Given these requirements, what is the best way to solve this?

knorv
  • 49,059
  • 74
  • 210
  • 294
  • You want to avoid collisions with all possible strings, but only have a 4 billion possible digests? Why is using an integer important? How about just using something like MD5, even if you have to store the digest as a string? – brian d foy Dec 23 '09 at 02:20
  • 1
    "You want to avoid collisions with all possible strings" - No, as stated in the question I simply "want to avoid them to the extent that it is possible". – knorv Dec 23 '09 at 11:38
  • "Why is using an integer important?" - As stated in the question the the checksum will be stored in "a 4-byte MySQL unsigned int". – knorv Dec 23 '09 at 11:39

3 Answers3

14

Any hash function will be sufficient - simply truncate it to 4-bytes and convert to a number. Good hash functions have a random distribution, and this distribution will be constant no matter where you truncate the string.

I suggest Digest::MD5 because it is the fastest hash implementation that comes with Perl as standard. String::CRC, as Pim mentions, is also implemented in C and should be faster.

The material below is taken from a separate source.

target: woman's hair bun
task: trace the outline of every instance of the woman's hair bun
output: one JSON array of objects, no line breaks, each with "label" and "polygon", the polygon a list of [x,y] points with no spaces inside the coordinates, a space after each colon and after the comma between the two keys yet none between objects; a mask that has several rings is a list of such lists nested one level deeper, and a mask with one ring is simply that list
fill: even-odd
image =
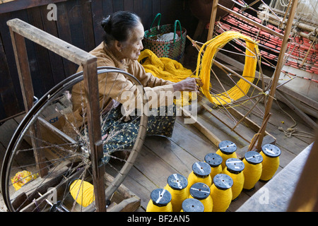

Here's how to calculate the hash and convert it to an integer:

use Digest::MD5 qw(md5);
my $str = substr( md5("String-to-hash"), 0, 4 );
print unpack('L', $str);  # Convert to 4-byte integer (long)
rjh
  • 49,276
  • 4
  • 56
  • 63
  • 4
    B::hash also comes with core perl, uses the internal core hash function, is faster than MD5 and returns an hexified 32-bit integer. But not as secure as MD5. – rurban Apr 08 '15 at 08:00
5

From perldoc -f unpack:

        For example, the following computes the same number as the
        System V sum program:

            $checksum = do {
                local $/;  # slurp!
                unpack("%32W*",<>) % 65535;
            };
Randal Schwartz
  • 39,428
  • 4
  • 43
  • 70
  • This 32bit sums of all bits is a very bad hash value for random distributions. Any hash function is better, even the most simple ones. – rurban Apr 08 '15 at 08:04
  • Sure, but that's the same problem that the System V `sum` program has. See the paragraph. Or are you arguing that `sum` is arguably broken? In that case, it's not about Perl. – Randal Schwartz Apr 09 '15 at 02:29
  • `sum` is about as quick as you'll get, though as noted above, it isn't terribly robust. You can improve it slightly by using the size, e.g. `$_ = <>; unpack("%32W*",$_)%65535 . length($_)`. Anything that needs to be more robust should use `Digest::MD5` or `Digest::SHA`, etc. – Adam Katz Sep 24 '15 at 18:06
4

Don't know how quick it is, but you might try String::CRC.

brian d foy
  • 129,424
  • 31
  • 207
  • 592
Pim
  • 1,049
  • 6
  • 4